There is a little test on the page to determine whether one is an "Inhaler" or "Exhaler."


I did not take the test -- later for fun, maybe -- because just from my observations over the years, while running and while trying to sing, and while just observing my breath and doing yoga breathing exercises, I think I am an active inhaler.  This is why I have noisy breathing sometimes, I think.


The Terlusollogie web site mentions this being something imprinted at birth, but up to this point I had explained my breathing pattern to being overweight.  I had conjectured that it took more energy to take a breath in because it was being weighed down by a layer of fat, but that the same layer of fat had caused me to exhale passively because all I had to do was relax and the weight would apply the pressure for the air to leave the body.  Right or wrong, I have focused a lot of my breath management work on learning to use muscles in exhaling in order to better control the outflow.


I have observed this pattern as a runner too.  In my early days of being a runner -- and those were days when I was a "normal" weight -- I had trouble breathing.
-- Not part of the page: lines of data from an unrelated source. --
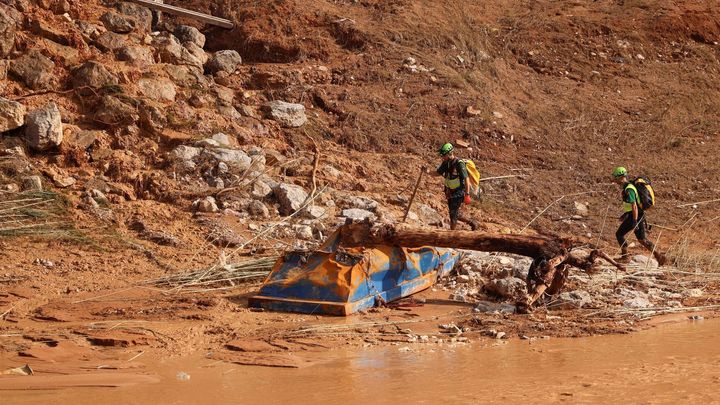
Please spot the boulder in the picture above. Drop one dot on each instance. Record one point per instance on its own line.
(34, 69)
(363, 203)
(185, 33)
(223, 61)
(509, 287)
(358, 214)
(286, 114)
(93, 74)
(572, 300)
(170, 50)
(290, 197)
(113, 111)
(12, 114)
(118, 23)
(8, 29)
(43, 128)
(160, 89)
(139, 56)
(110, 41)
(258, 209)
I would gasp for air and have a lot of fear that I wasn't going to get more air in soon enough.  I would immediately collapse after having taken a breath, and the air would whoosh out quickly as I just allowed the forces to expel it, and then I would inhale vigorously to get more oxygen in there quickly.  I have spent many years trying to work on rhythmic controlled breathing while running.  This may be related in some way to my breathing style, or it may have some contribution to the formation of my breathing style.  Hard to tell which comes first, the chicken or the egg.
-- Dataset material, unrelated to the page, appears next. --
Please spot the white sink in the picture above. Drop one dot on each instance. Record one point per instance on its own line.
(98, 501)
There is probably something valid about going "against" type to learn more about one's body and breathing, but in the end, my hunch is that the more natural one to one's self is going to be the winner for free and beautiful singing.


I find this information very interesting.  I think the application it has for singing is that it opens the mind for the singer to consider that there is a constitutional variable in the strategies one will adopt for breath management while singing.  This can have consequences in many ways.  If one is working with a teacher who believes strongly in breathing a certain way, that teacher's method may work with people who are wired to use breath that way, but confusing for people with a different breathing type.  I think there is the potential for a singer, unaware of these possibilities, to spend many years trying to force her breathing into one prototype, and cause a lot of frustration and tension because she may be working against her natural structure.


Amongst many other things I started wondering about -- taking this inhaler/exhaler-types theory in mind -- I began to wonder if different voice types might be like the different recorder designs she mentioned and if the breathing type matched the instrument in some cases.  For example, do dramatic voices require a more active exhale?  Or, should knowing that you are naturally a passive exhaler necessitate your doing specific exercises to strengthen and coordinate the muscles for more active exhalation?  Or vice versa?


In the end, this information fits with a holistic view I am forming of my life, including my singing voice.  As I've mentioned here, I have become very interested in barefoot running.  The philosophy of letting my bare feet tell my what my running form should be has been crossing over into my singing.  Just as I "listen" to what the nerve endings in my feet, and any pain or discomfort I have while running barefoot, is telling me about how to set my feet down and lift them as I run, so too there are things my body is telling me about how to sing that I want to listen to more carefully.


For many years my singing training has been from the "outside-in."  Trying to apply what teachers describe to my body.  But from barefoot running -- not discounting the valuable input from knowledgeable people with experience and insight -- I am learning to listen to what my body is saying.  The natural way I am inclined to breathe is one thing I might want to listen to as I further hone and master the abilities of my instrument.